The recent years have, indeed, been exciting. Private Telecom Service Pro-viders contributed over Rs 10,000 crore of license fee to the government (these days they share a part of the revenue that is increasing every day). Prices fell to Rs 2 per minute in 1999 and to 40 paise per minute recently, thanks to Reliance. A billion-dollar company, Bharti Telecom, was born in 2004; interestingly, Bharti is making a profit, though it buys equipment at international prices and the Indian call rate is one of the lowest in the world! An average Indian today gets a phone with no waiting time and the mobile phone has practically no downtime; he/she can also expect a service, rather than being shouted at by a high-handed telecom employee.
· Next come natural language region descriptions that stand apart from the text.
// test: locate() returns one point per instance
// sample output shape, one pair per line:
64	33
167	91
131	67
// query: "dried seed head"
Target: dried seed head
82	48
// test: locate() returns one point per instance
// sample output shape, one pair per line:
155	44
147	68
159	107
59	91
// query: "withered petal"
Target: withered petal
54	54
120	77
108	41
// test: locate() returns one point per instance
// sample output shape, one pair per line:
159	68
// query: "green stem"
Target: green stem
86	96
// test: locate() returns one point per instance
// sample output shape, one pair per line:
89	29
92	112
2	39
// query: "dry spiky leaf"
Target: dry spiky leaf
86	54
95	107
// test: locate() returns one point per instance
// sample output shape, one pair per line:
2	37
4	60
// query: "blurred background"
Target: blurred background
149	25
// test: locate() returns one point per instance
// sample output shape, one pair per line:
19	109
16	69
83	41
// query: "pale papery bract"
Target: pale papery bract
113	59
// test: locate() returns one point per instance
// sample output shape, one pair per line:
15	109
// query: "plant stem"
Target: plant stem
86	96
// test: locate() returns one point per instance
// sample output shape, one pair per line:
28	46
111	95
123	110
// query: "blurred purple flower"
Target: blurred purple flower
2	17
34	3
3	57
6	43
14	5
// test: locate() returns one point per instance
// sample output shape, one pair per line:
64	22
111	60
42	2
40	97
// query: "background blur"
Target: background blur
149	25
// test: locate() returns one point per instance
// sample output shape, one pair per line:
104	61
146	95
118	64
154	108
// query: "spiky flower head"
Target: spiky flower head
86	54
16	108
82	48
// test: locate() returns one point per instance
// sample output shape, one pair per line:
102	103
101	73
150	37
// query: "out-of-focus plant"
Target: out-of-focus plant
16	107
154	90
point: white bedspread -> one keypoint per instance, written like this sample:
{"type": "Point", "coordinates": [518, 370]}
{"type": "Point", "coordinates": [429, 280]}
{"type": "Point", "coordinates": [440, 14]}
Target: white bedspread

With services available in hundreds of towns and thousands of villages, telephones are for Indians and not for those who rule India alone! All these demonstrate the resilience of the Indian market. People will pay for services, a good technology that delivers value is not easily stoppable and policy muddles, reversals, legal wrangles, etc., will ultimately give way when people are behind the change. People will discover their best option themselves, instead of being dictated by a state monopoly. It is a silent revolution, where every tenth Indian is talking on the phone

today and soon every fourth Indian will do so. India has been talked about in IT; with Indians doing IT and talking on phones and joining hands with the Chinese, ICT will surely usher in the Asian Century.